If things were following their customary course, the administration would now be wondering which brake to tighten. Should President Carter try to find cuts in the current budget? Or should the interest rates go up another half-notch?
But things aren't following the customary course. It seems likely that the present cycle of economic growth will be brought to an abrupt end by forces outside this country and beyond its control. Another drastic increase in oil prices lies directly ahead. It is not yet clear what the oil-exporting governments will do. They are still in the process of working toward decisions. But it is quite possible that the price of oil will go up this year by an amount only comparatively less bruising than in 1973-74.

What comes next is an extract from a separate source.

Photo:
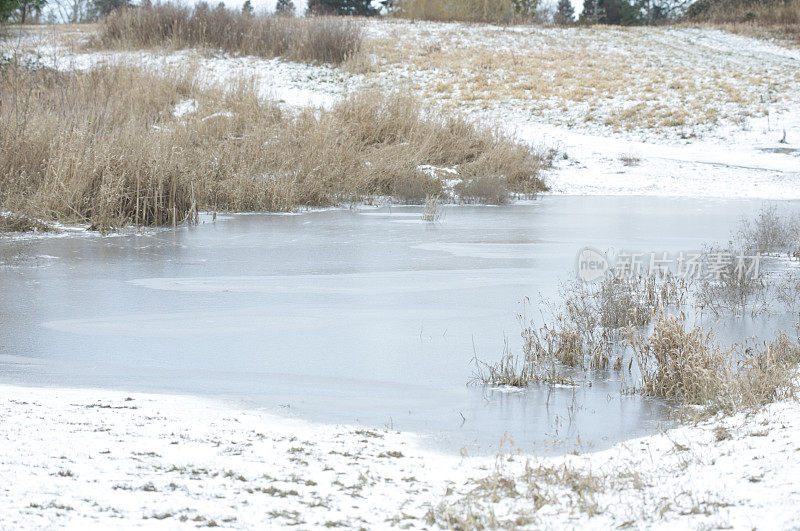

In 1972, the last year before that crisis, this country spent $4.7 billion for imported oil. In 1974, it spent $26.6 billion. The economy then pitched into the most severe recession of the past generation. The unemployment rate reached nearly 9 percent or -- to put it another way -- from the spring of 1974 to the spring of 1975 the number of unemployed Americans rose by 3.6 million. It has never again gone back to prerecession levels. Over the succeeding years, both the volumes and prices of oil imports have risen, and last year the cost came to $42.3 billion. The Treasury Department suggested apprehensively the other day that this year the figure will be more than $50 billion. In fact, the country will be lucky if it is not a great deal more than that.
A rising price of oil may well rescue the American economy from overheating. But that cure would be even more inflationary than the disease. As the 1973-74 episode demonstrated, a sudden drastic rise in oil prices tends to raise both the inflation and unemployment rates simultaneously. You would have to concede that, over the past five years, Americans have not been very careful about protecting themselves from a repetition. Two months ago, the Carter administration's chief economic goal was to reduce the inflation rate substantially in 1979. Now it has been thrown on the defensive, and will have to struggle desperately in the months ahead merely to keep inflation from rising steadily higher.